# V Collection 8 Sale



## ALittleNightMusic (Jul 14, 2021)

V Collection 8 is on sale until the 18th. Some of their updated instruments sound incredible (nice that Arturia is re-visiting some of them as well to improve on the modeling). $149 for me to upgrade from V7...definitely contemplating it though I don't need more synths. V Collection has some very unique ones though.


----------



## José Herring (Jul 14, 2021)

ALittleNightMusic said:


> V Collection 8 is on sale until the 18th. Some of their updated instruments sound incredible (nice that Arturia is re-visiting some of them as well to improve on the modeling). $149 for me to upgrade from V7...definitely contemplating it though I don't need more synths. V Collection has some very unique ones though.


I'm actually eyeing this because I'm in love with the Emulator 2 emulation of all things. The demo sounds incredible to me.


----------



## doctoremmet (Jul 15, 2021)

On the fence to upgrade from V7 to V8 as well. Do third party vendors typically have these upgrade offers as well?


----------



## easyrider (Jul 15, 2021)

doctoremmet said:


> On the fence to upgrade from V7 to V8 as well. Do third party vendors typically have these upgrade offers as well?


No.


----------



## doctoremmet (Jul 15, 2021)

easyrider said:


> No.


Arturia does not offer VAT deductions for customers with an EU VAT number for some odd reason


----------



## SteveC (Jul 15, 2021)

I think every now and then you can upgrade for 99 bucks from any version to the newest. That's the reason I bought V collection 4 for a good price :D keep on waiting.


----------



## vitocorleone123 (Aug 2, 2021)

SteveC said:


> I think every now and then you can upgrade for 99 bucks from any version to the newest. That's the reason I bought V collection 4 for a good price :D keep on waiting.

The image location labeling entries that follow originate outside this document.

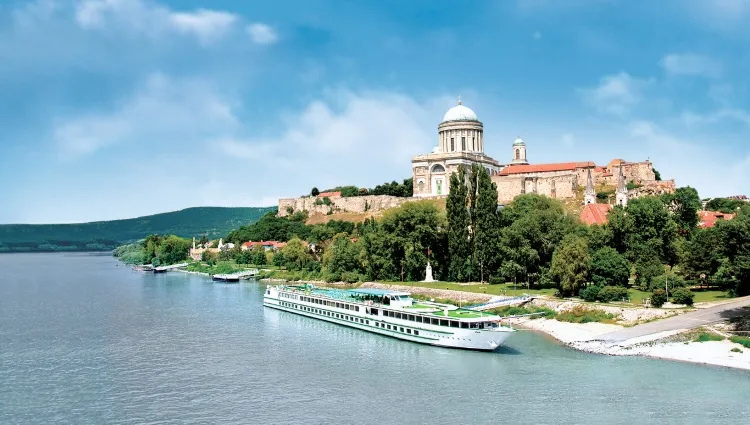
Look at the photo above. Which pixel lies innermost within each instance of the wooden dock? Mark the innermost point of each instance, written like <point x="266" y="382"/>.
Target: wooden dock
<point x="164" y="269"/>
<point x="235" y="277"/>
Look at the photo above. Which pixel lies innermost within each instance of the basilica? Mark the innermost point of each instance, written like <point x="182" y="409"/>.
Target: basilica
<point x="461" y="141"/>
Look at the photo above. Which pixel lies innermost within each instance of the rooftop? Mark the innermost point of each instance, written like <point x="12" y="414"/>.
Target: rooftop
<point x="545" y="168"/>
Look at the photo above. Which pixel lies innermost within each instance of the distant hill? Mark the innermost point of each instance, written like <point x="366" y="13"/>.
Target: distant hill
<point x="106" y="235"/>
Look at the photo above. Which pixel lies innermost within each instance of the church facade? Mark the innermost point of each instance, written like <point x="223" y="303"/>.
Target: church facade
<point x="461" y="141"/>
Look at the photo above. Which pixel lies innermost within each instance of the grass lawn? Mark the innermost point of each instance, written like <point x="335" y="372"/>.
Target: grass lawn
<point x="637" y="296"/>
<point x="499" y="289"/>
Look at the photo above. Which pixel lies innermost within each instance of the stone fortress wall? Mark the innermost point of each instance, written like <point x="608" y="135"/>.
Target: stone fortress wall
<point x="354" y="204"/>
<point x="562" y="186"/>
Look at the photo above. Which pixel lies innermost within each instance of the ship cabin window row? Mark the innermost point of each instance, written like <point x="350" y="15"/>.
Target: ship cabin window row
<point x="326" y="313"/>
<point x="344" y="306"/>
<point x="396" y="328"/>
<point x="436" y="321"/>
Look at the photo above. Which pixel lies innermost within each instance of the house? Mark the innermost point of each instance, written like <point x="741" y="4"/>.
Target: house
<point x="708" y="219"/>
<point x="267" y="245"/>
<point x="595" y="214"/>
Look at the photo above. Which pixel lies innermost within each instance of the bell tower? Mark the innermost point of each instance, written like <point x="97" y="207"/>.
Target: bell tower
<point x="519" y="152"/>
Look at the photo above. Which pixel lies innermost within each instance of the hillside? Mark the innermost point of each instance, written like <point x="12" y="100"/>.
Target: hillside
<point x="105" y="235"/>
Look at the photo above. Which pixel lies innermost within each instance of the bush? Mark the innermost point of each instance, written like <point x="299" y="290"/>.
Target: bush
<point x="705" y="337"/>
<point x="682" y="296"/>
<point x="580" y="314"/>
<point x="590" y="293"/>
<point x="658" y="298"/>
<point x="612" y="293"/>
<point x="742" y="340"/>
<point x="496" y="280"/>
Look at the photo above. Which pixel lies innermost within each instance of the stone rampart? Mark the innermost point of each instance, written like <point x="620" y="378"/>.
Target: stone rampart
<point x="354" y="204"/>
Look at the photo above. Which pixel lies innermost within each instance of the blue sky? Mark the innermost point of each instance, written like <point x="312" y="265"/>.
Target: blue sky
<point x="120" y="108"/>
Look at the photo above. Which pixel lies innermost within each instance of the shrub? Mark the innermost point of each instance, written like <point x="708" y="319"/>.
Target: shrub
<point x="742" y="340"/>
<point x="590" y="293"/>
<point x="581" y="314"/>
<point x="612" y="293"/>
<point x="658" y="298"/>
<point x="682" y="296"/>
<point x="705" y="337"/>
<point x="496" y="280"/>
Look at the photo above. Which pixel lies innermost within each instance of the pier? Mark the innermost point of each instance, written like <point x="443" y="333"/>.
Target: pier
<point x="163" y="269"/>
<point x="235" y="277"/>
<point x="502" y="302"/>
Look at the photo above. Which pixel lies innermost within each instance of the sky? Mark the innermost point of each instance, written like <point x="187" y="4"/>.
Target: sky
<point x="120" y="108"/>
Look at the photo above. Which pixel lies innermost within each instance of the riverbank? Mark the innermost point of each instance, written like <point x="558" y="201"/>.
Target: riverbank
<point x="678" y="345"/>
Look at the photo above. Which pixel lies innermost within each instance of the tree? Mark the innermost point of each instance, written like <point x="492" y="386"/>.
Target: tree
<point x="658" y="298"/>
<point x="682" y="296"/>
<point x="684" y="204"/>
<point x="342" y="255"/>
<point x="485" y="224"/>
<point x="297" y="254"/>
<point x="459" y="246"/>
<point x="258" y="256"/>
<point x="608" y="267"/>
<point x="209" y="257"/>
<point x="570" y="265"/>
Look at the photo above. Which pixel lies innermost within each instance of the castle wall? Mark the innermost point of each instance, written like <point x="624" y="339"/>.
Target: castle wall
<point x="355" y="204"/>
<point x="559" y="186"/>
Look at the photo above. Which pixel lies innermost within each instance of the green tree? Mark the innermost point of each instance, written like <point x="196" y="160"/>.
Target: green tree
<point x="258" y="256"/>
<point x="459" y="244"/>
<point x="608" y="267"/>
<point x="209" y="257"/>
<point x="684" y="204"/>
<point x="658" y="298"/>
<point x="570" y="265"/>
<point x="342" y="255"/>
<point x="297" y="254"/>
<point x="486" y="224"/>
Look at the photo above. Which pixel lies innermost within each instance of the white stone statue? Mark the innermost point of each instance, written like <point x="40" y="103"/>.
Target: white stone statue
<point x="428" y="273"/>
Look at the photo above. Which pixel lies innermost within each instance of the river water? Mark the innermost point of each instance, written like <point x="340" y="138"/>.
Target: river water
<point x="84" y="339"/>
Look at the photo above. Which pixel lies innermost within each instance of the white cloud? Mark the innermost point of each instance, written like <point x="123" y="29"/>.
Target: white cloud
<point x="335" y="137"/>
<point x="616" y="94"/>
<point x="691" y="64"/>
<point x="261" y="33"/>
<point x="207" y="25"/>
<point x="153" y="20"/>
<point x="163" y="111"/>
<point x="712" y="170"/>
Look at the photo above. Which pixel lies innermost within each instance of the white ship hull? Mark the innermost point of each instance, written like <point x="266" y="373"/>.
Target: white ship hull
<point x="472" y="339"/>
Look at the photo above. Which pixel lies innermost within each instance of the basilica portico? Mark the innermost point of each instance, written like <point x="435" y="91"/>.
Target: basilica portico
<point x="460" y="141"/>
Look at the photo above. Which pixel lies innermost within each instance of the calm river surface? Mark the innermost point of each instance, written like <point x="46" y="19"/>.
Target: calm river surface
<point x="84" y="339"/>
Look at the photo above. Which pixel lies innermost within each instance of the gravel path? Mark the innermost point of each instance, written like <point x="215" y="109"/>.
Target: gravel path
<point x="690" y="320"/>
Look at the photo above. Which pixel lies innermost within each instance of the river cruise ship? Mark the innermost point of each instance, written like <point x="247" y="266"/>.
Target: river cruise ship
<point x="394" y="314"/>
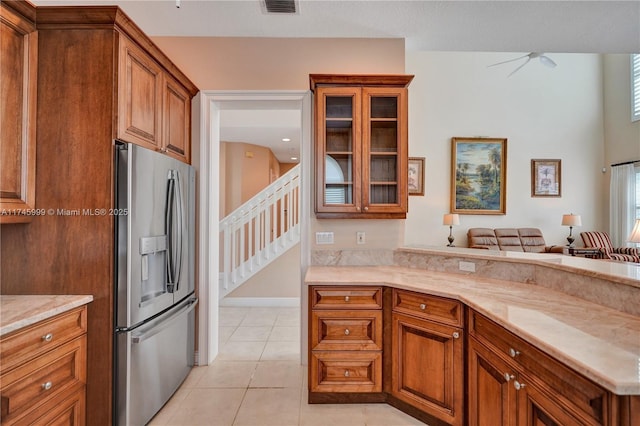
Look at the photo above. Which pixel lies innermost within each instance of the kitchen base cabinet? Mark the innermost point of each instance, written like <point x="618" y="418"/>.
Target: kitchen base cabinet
<point x="428" y="357"/>
<point x="546" y="392"/>
<point x="345" y="342"/>
<point x="44" y="371"/>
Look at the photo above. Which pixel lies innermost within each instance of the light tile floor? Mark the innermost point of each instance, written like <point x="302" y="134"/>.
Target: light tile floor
<point x="257" y="380"/>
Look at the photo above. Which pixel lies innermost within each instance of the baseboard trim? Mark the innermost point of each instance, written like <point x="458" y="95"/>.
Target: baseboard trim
<point x="278" y="302"/>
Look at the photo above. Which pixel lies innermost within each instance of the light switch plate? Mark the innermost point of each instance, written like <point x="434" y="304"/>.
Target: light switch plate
<point x="324" y="237"/>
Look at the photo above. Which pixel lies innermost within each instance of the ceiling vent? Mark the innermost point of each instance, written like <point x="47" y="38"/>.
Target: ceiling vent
<point x="280" y="6"/>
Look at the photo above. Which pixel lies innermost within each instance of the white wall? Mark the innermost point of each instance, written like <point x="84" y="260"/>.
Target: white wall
<point x="544" y="113"/>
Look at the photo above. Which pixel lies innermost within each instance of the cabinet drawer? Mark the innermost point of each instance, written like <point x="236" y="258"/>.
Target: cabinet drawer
<point x="43" y="378"/>
<point x="346" y="330"/>
<point x="346" y="371"/>
<point x="581" y="395"/>
<point x="42" y="337"/>
<point x="433" y="308"/>
<point x="346" y="298"/>
<point x="69" y="408"/>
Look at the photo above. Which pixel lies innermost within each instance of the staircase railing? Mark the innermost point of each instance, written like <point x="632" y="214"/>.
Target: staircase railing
<point x="259" y="231"/>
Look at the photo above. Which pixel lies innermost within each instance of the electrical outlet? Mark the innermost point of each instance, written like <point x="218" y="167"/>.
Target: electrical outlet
<point x="467" y="266"/>
<point x="324" y="237"/>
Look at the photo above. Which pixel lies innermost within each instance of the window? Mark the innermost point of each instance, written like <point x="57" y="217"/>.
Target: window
<point x="635" y="87"/>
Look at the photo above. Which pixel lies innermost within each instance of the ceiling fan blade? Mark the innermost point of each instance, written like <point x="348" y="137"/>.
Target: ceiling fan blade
<point x="547" y="61"/>
<point x="516" y="70"/>
<point x="510" y="60"/>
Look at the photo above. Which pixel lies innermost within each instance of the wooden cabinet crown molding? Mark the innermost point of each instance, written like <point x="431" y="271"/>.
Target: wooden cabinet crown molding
<point x="388" y="80"/>
<point x="69" y="17"/>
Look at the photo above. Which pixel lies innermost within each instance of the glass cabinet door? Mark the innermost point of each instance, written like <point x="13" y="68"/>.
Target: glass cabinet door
<point x="338" y="153"/>
<point x="384" y="171"/>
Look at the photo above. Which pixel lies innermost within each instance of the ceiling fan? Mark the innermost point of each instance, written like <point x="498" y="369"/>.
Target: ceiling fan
<point x="544" y="59"/>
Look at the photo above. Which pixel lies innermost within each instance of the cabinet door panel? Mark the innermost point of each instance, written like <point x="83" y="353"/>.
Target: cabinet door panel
<point x="139" y="96"/>
<point x="177" y="120"/>
<point x="428" y="367"/>
<point x="384" y="150"/>
<point x="338" y="147"/>
<point x="491" y="394"/>
<point x="18" y="81"/>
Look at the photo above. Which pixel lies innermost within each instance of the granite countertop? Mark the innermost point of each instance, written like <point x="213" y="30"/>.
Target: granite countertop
<point x="599" y="342"/>
<point x="20" y="311"/>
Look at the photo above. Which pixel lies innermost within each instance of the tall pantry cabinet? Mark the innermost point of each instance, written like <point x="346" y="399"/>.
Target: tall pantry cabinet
<point x="90" y="93"/>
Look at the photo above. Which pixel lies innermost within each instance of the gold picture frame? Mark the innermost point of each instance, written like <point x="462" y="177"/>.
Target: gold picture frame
<point x="546" y="178"/>
<point x="415" y="176"/>
<point x="478" y="175"/>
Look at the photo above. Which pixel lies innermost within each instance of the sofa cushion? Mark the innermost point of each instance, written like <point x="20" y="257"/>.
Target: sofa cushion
<point x="482" y="238"/>
<point x="508" y="239"/>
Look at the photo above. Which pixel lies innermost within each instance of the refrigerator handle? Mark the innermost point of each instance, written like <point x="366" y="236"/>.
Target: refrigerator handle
<point x="142" y="336"/>
<point x="179" y="231"/>
<point x="168" y="225"/>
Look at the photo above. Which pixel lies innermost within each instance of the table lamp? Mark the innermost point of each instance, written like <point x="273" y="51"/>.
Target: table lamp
<point x="451" y="219"/>
<point x="635" y="233"/>
<point x="571" y="220"/>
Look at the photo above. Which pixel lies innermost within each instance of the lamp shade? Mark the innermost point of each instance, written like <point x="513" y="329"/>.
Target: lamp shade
<point x="571" y="220"/>
<point x="635" y="234"/>
<point x="451" y="219"/>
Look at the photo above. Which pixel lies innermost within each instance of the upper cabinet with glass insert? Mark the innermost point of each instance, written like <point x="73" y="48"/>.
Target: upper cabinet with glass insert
<point x="361" y="145"/>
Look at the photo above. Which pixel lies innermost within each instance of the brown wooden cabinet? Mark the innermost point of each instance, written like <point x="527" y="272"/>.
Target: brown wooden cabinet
<point x="345" y="340"/>
<point x="428" y="354"/>
<point x="154" y="108"/>
<point x="18" y="97"/>
<point x="510" y="380"/>
<point x="79" y="63"/>
<point x="361" y="145"/>
<point x="43" y="371"/>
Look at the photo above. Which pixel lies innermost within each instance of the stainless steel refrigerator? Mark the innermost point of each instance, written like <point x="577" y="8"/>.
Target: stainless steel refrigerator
<point x="154" y="297"/>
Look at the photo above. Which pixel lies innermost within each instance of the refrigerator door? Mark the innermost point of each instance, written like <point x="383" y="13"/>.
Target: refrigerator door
<point x="153" y="361"/>
<point x="154" y="232"/>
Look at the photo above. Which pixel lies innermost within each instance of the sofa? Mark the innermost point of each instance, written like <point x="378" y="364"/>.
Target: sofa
<point x="510" y="239"/>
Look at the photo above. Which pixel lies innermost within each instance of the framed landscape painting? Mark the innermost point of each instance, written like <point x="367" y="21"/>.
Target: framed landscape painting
<point x="478" y="175"/>
<point x="546" y="178"/>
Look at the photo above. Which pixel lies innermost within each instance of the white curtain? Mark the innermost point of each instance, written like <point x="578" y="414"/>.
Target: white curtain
<point x="622" y="211"/>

There's a strong suspicion online that those $99 days may be over except for those with the previous version, not older ones. It may be $199. TBD.


----------



## doctoremmet (Aug 2, 2021)

vitocorleone123 said:


> except for those with the previous version


I have V7. So any rumours as to when such an upgrade sale could occur? The last (recent) sale there was a $149 offer shown in my account.


----------



## vitocorleone123 (Mar 22, 2022)

Maybe there's another thread but rediscovered found this one.

I just received an email from Arturia on how I can upgrade from the pieces I have to V8+Patchworks sound bank (no clue what that is) for $99. My guess is V9 is around the corner! Heh.

Hey, Me From The Past on Aug 2, 2021, you were a bit off. Of course they'll sell if for $99!!


----------



## Markrs (Mar 22, 2022)

vitocorleone123 said:


> Maybe there's another thread but rediscovered found this one.
> 
> I just received an email from Arturia on how I can upgrade from the pieces I have to V8+Patchworks sound bank (no clue what that is) for $99. My guess is V9 is around the corner! Heh.
> 
> Hey, Me From The Past on Aug 2, 2021, you were a bit off. Of course they'll sell if for $99!!


Only $149 for those buying the V collection for the first time if you are already own Pigments.


----------



## vitocorleone123 (Mar 22, 2022)

Markrs said:


> Only $149 for those buying the V collection for the first time if you are already own Pigments.


I have Analog Lab V, Chorus Jun6 (free), Jup8 v4, Piano v2, Tape MelloFi (free), and V Collection 5 (someone gave it to me). 

It may be $99, but I'll still pass on it as it's just too many synths.


----------



## Markrs (Mar 22, 2022)

vitocorleone123 said:


> It may be $99, but I'll still pass on it as it's just too many synths.


I feel the same, I already have more than I will probably ever use. Good value though for those interested.


----------